Once you understand the happy paths and edge cases, you can start looking for bottlenecks. When you eliminate or optimize a bottleneck, you’ll see progress toward your goal. If you’ve hit your goal, stop. If not, start the process over again. There’s another bottleneck somewhere in there just waiting for you to find it.
It’s easy to get stuck and not know where to go next. In the above stories, we stated the resources and simplified them. In programming and life, it’s never quite so easy. Maybe you can’t figure out how to benchmark something, or maybe you found the slow part but don’t know how to optimize it. Sometimes it’s already optimized, and you need to move on to something else. This all sounds scary, but it’s not as bad if you break it down.

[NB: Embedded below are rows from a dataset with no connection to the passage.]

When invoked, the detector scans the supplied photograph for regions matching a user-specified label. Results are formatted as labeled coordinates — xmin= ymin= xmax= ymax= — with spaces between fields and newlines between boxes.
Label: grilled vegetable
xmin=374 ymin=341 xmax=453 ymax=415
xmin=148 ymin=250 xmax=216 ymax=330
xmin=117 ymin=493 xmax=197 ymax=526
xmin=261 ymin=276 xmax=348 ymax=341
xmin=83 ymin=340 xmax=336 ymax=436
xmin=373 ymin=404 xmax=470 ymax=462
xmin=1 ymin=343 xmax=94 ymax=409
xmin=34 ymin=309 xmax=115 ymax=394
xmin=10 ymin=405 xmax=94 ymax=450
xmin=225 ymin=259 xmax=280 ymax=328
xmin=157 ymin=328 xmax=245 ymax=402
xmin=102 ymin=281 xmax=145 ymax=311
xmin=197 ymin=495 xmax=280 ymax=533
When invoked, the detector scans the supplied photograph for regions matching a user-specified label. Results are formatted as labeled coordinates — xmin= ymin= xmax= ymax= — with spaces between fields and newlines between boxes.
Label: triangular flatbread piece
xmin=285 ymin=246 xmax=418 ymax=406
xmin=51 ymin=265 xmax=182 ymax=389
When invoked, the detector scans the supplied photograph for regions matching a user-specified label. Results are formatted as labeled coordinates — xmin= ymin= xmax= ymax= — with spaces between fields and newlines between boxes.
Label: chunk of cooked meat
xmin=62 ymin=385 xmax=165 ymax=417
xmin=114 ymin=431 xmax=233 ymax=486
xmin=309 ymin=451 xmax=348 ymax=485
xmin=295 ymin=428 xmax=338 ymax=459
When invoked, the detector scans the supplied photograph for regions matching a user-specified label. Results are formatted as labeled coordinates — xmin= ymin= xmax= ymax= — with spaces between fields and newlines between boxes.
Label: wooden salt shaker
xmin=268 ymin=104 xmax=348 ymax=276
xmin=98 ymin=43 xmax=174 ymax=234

Benchmarking is a skill like any other. You can find blog posts, book, and other materials on it. If you don’t know where to start, find someone who’s doing performance tuning and look at how they do it. Copy their benchmarking techniques until you find other better practices.
Once you’re comfortable benchmarking, the same learning path applies to optimizing. Find pull requests where people are doing performance work. Why is it faster? What are they talking about in the PR? If you don’t understand it, pull in a co-worker or a friend and take turns trying to explain it to each other.
If you’re at this stage, your goal is to learn how to benchmark and learn how to trade resources effectively for speed. If you’re getting started, the bottleneck to making your code faster is your own learning curve. That’s okay though; there’s a recipe for that. Make a goal, take measurements, fix the bottleneck, then repeat.